Le PDG du groupe Sonatrach, Toufik Hakkar a affirmé, jeudi à Alger, que les négociations avec cinq partenaires, concernant la révision des prix du gaz naturel algérien exporté, étaient à un stade « très avancé ».
« Nous menons des négociations avec quelques partenaires et nous en sommes à un stade très avancé. Nos équipes négocient avec 11 clients et sont parvenues à un accord avec six d’entre eux », a déclaré M. Hakkar en marge de la cérémonie de signature avec le groupe énergétique espagnol Naturgy d’un accord relatif aux contrats de vente et d’achat de gaz naturel.
Il a par ailleurs précisé que l’objectif de son groupe est de parvenir à une révision des tarifs en les adaptant « aux prix réels en cours sur le marché gazier ».
« Notre demande est claire. Il s’agit de revoir et d’adapter les prix contractuels aux prix réels en cours sur le marché gazier, pour préserver nos intérêts sur ce marché. Nous n’avons pas demandé de prix libres », s’est-il justifié.
Interrogé sur les conséquences de la crise ukrainienne et sur les besoins européens de pallier la fin des livraisons russes, le dirigeant algérien a reconnu qu’« une forte demande est enregistrée » qui permet à la Sonatrach de procéder « au cas par cas » au mieux des « intérêts de l’Algérie ».

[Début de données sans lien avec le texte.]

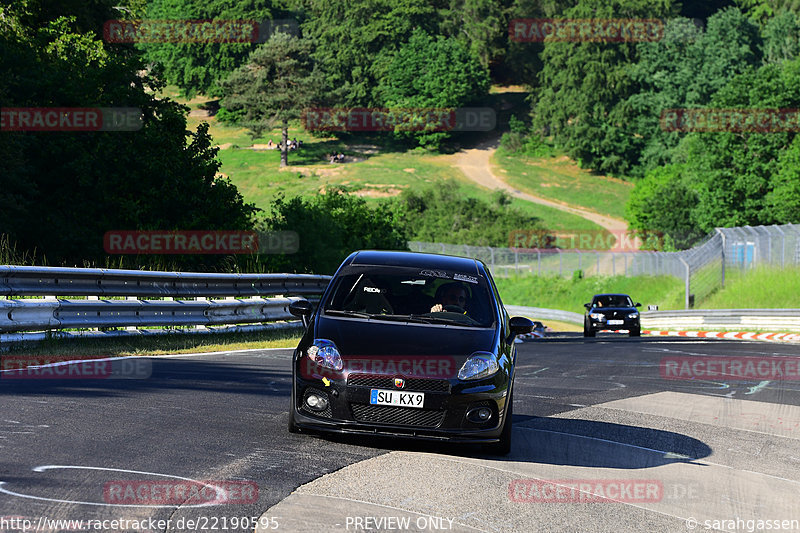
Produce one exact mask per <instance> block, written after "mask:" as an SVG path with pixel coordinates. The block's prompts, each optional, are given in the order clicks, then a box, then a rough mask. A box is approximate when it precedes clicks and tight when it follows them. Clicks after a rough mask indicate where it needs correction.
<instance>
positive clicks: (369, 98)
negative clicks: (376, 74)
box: [302, 0, 439, 107]
mask: <svg viewBox="0 0 800 533" xmlns="http://www.w3.org/2000/svg"><path fill="white" fill-rule="evenodd" d="M438 20H439V17H438V14H437V11H436V8H435V6H434V5H431V3H430V2H428V1H427V0H362V1H359V2H310V5H309V8H308V12H307V19H306V21H305V22H304V23H303V26H302V28H303V32H304V37H307V38H309V39H311V40H312V41H313V42H314V45H315V51H314V58H315V59H316V60H317V61H318V62H319V64H320V65H322V68H323V69H324V86H323V89H324V94H326V95H327V96H328V99H329V102H330V103H332V104H335V105H343V106H347V107H373V106H380V105H381V102H379V101H377V100H376V99H375V96H374V94H373V89H374V87H376V86H377V79H376V72H375V63H376V61H375V60H376V58H377V57H378V56H379V55H380V54H382V53H384V54H385V53H387V52H391V51H394V50H397V49H398V48H399V47H400V46H401V45H402V44H403V43H405V42H407V41H408V39H409V38H410V37H411V34H412V32H413V31H414V29H415V28H420V29H423V30H426V31H428V33H431V34H436V33H437V27H438Z"/></svg>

En ce qui concerne le contrat signé avec Naturgy, M Hakkar a rappelé que l’entreprise ibérique était « un partenaire historique » qui commercialise « le gaz algérien sur le marché espagnol depuis plus de 30 ans ».
Il a en outre fait savoir que la Sonatrach est co-actionnaire avec l’entité espagnole – 51% et 49 % – des gazoducs Medgaz qui relient l’Algérie à l’Espagne .
S’agissant de la révision des prix, le PDG du géant des hydrocarbures a qualifié les négociations – qui ont duré 10 mois – de « laborieuses et ardues » en raison notamment « du manque de visibilité en termes d’offre et de prix », a-t-il expliqué. Des discussions qui ont finalement abouti à la signature d’un accord pour « pour une durée de trois ans », a-t-il annoncé.
Toufik Hakkar a enfin souligné que les Etats européens privilégiaient davantage « les mécanismes de libre-échange » qui ne prévoient pas « le plafonnement des prix ».
Une stratégie qui n’est pas, selon lui, « dans l’intérêt du marché pour les consommateurs, ni pour les producteurs, à moyen et à long terme ».